Red Sox fans have longed to hear it: the Boston Red Sox are world champions!

Saying that was a great day would be the understatement of the century.  That was a win for the team, the city, the Nation, and all the players and fans who came before that great year in history.  Congratulations again to the 2004 Boston Red Sox on completing the greatest comeback in the history of sports and taking it all the way.  I still can’t think about ’04 without getting chills.  And to think it all started with a stolen base.

Unfortunately the 2008 World Series is out of our hands.  To recap, the series stands at 3-1 in favor of Philadelphia.  Last night, with rain pouring, the field absolutely drenched, and a one-run lead, the Phillies managed to play long enough to get the game in the books.  But the conditions on the field were so bad (the infield was basically mud) that Bud Selig had to call it after the Rays tied it, 2-2.  Questioned afterwards, Selig stated he would’ve definitely called the game eventually.  This begs the question of why he waited until right after the Rays tied it up.  I mean Jimmy Rollins was making error after error, so it was pretty clear that play couldn’t continue.  I’m not one to play around with conspiracy theories, but something just doesn’t seem right here.
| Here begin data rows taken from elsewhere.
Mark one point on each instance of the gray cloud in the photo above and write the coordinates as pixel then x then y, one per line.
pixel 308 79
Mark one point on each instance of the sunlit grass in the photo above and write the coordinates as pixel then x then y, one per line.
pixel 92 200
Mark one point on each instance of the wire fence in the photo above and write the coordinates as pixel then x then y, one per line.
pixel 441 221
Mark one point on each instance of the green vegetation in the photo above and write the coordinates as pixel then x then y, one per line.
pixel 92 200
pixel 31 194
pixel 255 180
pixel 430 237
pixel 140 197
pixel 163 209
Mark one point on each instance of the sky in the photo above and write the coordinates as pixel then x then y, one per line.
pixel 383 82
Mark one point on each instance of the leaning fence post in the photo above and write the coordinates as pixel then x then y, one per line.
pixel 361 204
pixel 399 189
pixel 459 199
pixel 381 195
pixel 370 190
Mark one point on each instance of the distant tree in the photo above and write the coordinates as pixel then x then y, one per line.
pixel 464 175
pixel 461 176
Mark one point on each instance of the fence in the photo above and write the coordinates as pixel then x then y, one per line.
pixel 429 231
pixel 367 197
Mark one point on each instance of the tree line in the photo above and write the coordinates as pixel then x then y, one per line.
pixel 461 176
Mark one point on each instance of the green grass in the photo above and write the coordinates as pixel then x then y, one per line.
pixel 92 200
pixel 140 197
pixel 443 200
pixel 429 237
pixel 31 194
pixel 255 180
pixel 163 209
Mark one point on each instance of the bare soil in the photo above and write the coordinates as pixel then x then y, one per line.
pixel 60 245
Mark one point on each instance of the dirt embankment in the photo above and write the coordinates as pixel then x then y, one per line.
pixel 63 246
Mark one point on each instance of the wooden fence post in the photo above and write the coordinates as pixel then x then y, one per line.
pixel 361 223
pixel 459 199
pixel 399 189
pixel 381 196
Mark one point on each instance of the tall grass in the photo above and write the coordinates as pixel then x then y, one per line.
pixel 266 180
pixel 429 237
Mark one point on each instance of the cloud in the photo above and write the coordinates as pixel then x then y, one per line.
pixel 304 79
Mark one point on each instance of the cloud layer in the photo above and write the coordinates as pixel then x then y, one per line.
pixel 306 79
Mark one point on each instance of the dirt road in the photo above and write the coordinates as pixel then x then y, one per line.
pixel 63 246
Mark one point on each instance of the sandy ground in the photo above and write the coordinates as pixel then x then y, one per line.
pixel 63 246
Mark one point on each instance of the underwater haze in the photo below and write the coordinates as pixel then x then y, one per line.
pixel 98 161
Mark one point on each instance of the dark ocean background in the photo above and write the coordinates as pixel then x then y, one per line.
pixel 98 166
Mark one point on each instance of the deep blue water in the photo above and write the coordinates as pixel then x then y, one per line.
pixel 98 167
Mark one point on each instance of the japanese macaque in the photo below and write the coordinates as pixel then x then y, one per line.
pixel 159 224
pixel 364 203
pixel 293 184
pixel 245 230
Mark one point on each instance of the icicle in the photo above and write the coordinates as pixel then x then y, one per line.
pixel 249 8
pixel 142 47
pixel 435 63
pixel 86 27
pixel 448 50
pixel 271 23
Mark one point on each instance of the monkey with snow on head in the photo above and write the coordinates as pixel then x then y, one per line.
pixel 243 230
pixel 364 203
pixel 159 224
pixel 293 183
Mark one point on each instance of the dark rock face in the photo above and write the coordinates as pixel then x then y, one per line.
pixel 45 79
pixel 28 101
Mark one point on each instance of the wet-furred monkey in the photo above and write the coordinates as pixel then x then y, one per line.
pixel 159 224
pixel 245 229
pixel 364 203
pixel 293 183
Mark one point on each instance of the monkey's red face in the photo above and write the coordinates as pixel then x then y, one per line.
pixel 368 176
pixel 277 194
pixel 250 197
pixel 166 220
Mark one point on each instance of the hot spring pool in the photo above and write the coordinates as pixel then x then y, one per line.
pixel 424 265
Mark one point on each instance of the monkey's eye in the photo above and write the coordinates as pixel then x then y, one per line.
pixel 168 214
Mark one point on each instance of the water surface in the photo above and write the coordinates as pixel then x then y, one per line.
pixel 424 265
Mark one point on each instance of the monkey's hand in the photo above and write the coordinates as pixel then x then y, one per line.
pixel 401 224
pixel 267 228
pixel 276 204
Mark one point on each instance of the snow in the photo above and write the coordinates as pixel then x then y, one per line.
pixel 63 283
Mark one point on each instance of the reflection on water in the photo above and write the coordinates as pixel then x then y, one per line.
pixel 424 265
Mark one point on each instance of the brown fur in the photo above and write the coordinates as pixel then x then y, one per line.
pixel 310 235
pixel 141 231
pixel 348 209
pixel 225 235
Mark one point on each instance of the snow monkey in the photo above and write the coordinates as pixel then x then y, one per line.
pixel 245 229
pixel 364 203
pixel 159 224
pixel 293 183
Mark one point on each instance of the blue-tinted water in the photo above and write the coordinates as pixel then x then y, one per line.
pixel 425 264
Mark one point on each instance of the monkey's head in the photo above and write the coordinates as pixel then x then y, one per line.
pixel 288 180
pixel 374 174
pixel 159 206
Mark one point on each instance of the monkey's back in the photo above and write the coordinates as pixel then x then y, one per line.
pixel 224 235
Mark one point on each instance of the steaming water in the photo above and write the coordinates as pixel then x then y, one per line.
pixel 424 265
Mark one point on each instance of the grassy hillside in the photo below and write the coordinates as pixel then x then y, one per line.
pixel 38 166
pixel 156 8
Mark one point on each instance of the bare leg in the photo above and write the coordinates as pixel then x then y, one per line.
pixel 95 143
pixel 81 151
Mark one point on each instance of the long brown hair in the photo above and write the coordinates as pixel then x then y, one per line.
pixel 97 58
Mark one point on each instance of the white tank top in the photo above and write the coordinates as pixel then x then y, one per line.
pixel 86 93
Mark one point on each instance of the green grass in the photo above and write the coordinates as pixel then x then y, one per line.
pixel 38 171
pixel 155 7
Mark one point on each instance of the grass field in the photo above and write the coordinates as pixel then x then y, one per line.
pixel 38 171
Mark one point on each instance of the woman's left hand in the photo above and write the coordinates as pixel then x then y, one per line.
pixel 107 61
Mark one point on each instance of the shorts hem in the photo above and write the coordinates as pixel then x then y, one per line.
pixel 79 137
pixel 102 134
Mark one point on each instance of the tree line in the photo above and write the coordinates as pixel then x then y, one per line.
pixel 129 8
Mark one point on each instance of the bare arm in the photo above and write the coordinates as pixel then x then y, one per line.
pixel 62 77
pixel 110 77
In other news, the Pats defeated the Rams, 23-16.  You have to admit, Matt Cassel is improving and improving fast.  The Bruins played their best game of the season against the Oilers last night.  Tim Thomas was Superman in goal.  No score through regulation, and we went on to win it in sudden death, 1-0, courtesy of Dennis Wideman’s power play goal.  Not bad for our first overtime victory this year.  Not bad at all.  Aramis Ramirez of the Cubs and our own Kevin Youkilis received the Hank Aaron Award, and Dustin Pedroia was named to “The Sporting News” All-Star team.  We’re bringing back five coaches: John Farrell, Brad Mills, Dave Magadan, DeMarlo Hale, and Gary Tuck.  Luis Alicea was not offered a new contract and will not be returning in 2009.